The court found, on the facts, that evidence as to the materiality of the information is unnecessary in that it was clearly material. Whether or not a person is bankrupt or not affects their whole personality. The description “bankrupt“ is applicable not only to a person who has been declared insolvent, but also to a person who is in fact unable to meet their liabilities.
Where the insured is in the desperate financial situation that the Watson family was, at the time, dangers such as that the insured may institute an inflated claim under the policy; or may not take proper and reasonable steps to protect the property from any loss it is insured against; or may, even themselves, deliberately cause damage to the property; are – as in the case of the declared insolvent – just as real. In this case, the possibility of the dangers referred to speak for themselves. And the dangers are so clearly material that evidence thereof is unnecessary. The financial difficulties identified should have been disclosed as material, leaving it to the insurers to make their own assessment thereof. The court therefore found in favour of the insurers on the basis of non-disclosure.
The position in South African law has not changed as regards the moral and physical risks dealt with in the Maritz judgment.

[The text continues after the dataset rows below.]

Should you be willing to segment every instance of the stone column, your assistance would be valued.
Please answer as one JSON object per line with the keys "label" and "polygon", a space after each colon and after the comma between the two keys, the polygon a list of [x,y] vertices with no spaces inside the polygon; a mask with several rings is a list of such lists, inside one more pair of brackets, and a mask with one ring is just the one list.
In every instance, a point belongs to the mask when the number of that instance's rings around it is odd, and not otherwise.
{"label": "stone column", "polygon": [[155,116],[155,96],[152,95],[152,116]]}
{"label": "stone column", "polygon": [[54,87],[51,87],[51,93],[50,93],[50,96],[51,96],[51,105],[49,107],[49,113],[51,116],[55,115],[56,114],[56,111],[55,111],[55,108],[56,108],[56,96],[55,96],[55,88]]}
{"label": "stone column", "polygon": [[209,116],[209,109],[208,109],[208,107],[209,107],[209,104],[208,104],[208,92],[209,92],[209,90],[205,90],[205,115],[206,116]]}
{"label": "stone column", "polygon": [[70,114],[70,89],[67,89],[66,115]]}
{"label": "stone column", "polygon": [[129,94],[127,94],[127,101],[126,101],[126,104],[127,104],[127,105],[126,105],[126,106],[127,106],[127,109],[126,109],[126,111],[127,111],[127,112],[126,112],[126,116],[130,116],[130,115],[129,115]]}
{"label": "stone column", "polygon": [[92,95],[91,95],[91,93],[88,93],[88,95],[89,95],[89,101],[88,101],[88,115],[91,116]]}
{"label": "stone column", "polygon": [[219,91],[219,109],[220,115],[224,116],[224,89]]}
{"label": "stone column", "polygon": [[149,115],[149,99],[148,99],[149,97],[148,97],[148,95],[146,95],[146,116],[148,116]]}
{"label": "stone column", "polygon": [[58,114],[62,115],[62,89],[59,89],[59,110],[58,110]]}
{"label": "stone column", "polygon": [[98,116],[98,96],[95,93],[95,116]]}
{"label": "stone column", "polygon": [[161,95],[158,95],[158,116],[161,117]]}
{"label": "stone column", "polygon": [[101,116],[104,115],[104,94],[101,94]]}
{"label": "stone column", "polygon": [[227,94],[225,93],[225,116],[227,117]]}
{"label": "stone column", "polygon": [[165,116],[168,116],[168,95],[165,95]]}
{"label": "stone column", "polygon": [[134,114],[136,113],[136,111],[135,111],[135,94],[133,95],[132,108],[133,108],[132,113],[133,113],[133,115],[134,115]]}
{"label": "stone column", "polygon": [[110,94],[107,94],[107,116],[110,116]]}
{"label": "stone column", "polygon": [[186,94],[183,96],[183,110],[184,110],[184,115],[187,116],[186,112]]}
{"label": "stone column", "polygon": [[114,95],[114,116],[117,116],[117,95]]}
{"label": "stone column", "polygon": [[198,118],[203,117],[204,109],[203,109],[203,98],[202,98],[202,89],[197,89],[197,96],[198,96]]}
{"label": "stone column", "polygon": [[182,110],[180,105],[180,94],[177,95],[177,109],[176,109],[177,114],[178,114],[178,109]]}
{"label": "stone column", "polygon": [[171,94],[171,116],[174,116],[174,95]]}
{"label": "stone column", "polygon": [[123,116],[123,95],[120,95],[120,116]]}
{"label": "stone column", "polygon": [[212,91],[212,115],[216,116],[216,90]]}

The fact that a proposer for fire insurance had previous fires, suggesting carelessness on their part or the part of their employees; or made an unfair or excessive claim; or is fond of litigation, are all material facts which should be disclosed and will go to the character of the insured. The risk experience of the proposer must also be disclosed.
And, of course, the insurance record of the proposer may be material – including the fact that the policy had been cancelled, a proposal declined or renewal of previous policies refused.
It isn’t necessary, however, to disclose circumstances that diminish the risk; circumstances known or presumed to be known to the insurer (e.g. matters of common notoriety or knowledge, and that which the insurer in the ordinary course of business ought to know); any circumstance as to which information is waived by the insurer; and any circumstance which is superfluous to disclose.